Vatican probes claims of apparitions at Medjugorje
(March 18, 2010) The Vatican has opened an investigation into reported apparitions
of the Virgin Mary at the small town of Medjugorje in southern Bosnia which have drawn
more than 30 million pilgrims. The Congregation for the Doctrine of the Faith, the
Vatican's top doctrinal body, has named an international commission of inquiry of
some 20 cardinals, bishops, theologians and experts, headed by Italian Cardinal Camillo
Ruini, former Vicar of Rome diocese, the Vatican said on Wednesday. Since six children
first reported visions of the Virgin Mary on a hillside near Medjugorje in 1981 -
reminiscent of famous apparitions in the French town of Lourdes and Fatima in Portugal
- Catholics have debated whether the visions were a modern-day miracle, wishful thinking
or an elaborate fraud.
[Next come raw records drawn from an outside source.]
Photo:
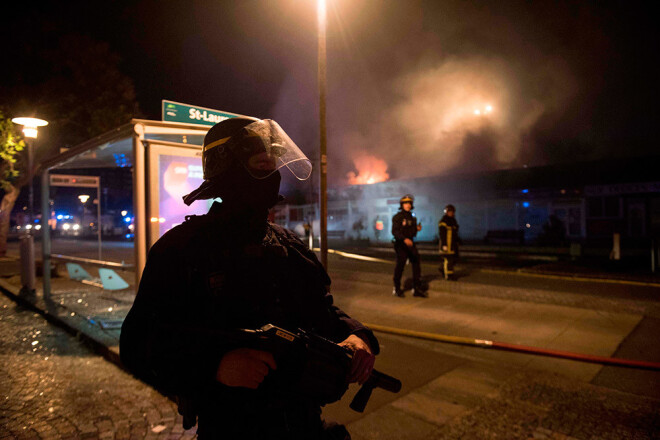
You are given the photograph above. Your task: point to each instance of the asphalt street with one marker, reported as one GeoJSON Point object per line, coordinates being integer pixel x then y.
{"type": "Point", "coordinates": [449, 391]}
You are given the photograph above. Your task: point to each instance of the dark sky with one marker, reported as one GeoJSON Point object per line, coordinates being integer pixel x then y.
{"type": "Point", "coordinates": [566, 80]}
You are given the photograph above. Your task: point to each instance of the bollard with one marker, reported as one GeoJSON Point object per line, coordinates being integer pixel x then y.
{"type": "Point", "coordinates": [616, 247]}
{"type": "Point", "coordinates": [28, 271]}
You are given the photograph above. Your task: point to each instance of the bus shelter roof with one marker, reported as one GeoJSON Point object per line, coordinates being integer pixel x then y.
{"type": "Point", "coordinates": [115, 148]}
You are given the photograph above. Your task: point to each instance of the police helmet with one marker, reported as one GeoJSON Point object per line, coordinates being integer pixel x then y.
{"type": "Point", "coordinates": [261, 146]}
{"type": "Point", "coordinates": [407, 199]}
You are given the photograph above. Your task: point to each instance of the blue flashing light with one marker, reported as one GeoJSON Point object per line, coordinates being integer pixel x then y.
{"type": "Point", "coordinates": [121, 160]}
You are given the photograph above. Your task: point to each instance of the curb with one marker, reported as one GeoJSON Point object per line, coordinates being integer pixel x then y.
{"type": "Point", "coordinates": [564, 276]}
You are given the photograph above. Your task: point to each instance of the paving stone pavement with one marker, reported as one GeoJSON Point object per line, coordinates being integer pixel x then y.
{"type": "Point", "coordinates": [478, 402]}
{"type": "Point", "coordinates": [53, 387]}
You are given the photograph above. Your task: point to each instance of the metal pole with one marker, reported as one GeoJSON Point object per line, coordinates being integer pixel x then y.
{"type": "Point", "coordinates": [30, 177]}
{"type": "Point", "coordinates": [139, 202]}
{"type": "Point", "coordinates": [323, 134]}
{"type": "Point", "coordinates": [45, 231]}
{"type": "Point", "coordinates": [98, 213]}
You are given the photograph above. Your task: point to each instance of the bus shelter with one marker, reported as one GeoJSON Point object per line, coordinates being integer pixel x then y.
{"type": "Point", "coordinates": [164, 159]}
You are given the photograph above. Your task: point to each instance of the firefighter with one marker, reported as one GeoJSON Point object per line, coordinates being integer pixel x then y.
{"type": "Point", "coordinates": [449, 241]}
{"type": "Point", "coordinates": [404, 230]}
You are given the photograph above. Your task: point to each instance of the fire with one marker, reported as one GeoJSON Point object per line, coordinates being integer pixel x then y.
{"type": "Point", "coordinates": [370, 169]}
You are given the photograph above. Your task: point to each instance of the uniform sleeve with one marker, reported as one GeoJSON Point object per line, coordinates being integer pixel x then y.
{"type": "Point", "coordinates": [332, 322]}
{"type": "Point", "coordinates": [155, 341]}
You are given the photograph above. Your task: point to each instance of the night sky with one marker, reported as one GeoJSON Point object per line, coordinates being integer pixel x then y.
{"type": "Point", "coordinates": [565, 80]}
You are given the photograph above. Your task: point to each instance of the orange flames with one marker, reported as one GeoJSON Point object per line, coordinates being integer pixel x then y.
{"type": "Point", "coordinates": [370, 169]}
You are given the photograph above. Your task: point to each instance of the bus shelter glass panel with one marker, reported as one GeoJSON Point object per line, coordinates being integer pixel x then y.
{"type": "Point", "coordinates": [93, 221]}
Unlike Fatima or Lourdes, the Vatican has not officially recognised
the apparitions in the small town, some 100 km southwest of Sarajevo, and claims about
it are controversial. Bishop Ratko Peric of Mostar, the nearest city in Bosnia, warned
Catholics last year against uncritical belief in the Medjugorje sightings and issued
a series of restrictions on the parish. Vatican spokesman, Fr. Federico Lombardi explained
on Wednesday that since the then bishops’ conference of former Yugoslavia, which no
longer exists, came to no conclusion with regard to the question of the supernatural
nature of the phenomena, the bishops of Bosnia and Herzegovina requested that the
Congregation for the Doctrine of the Faith in the Vatican to take up the matter.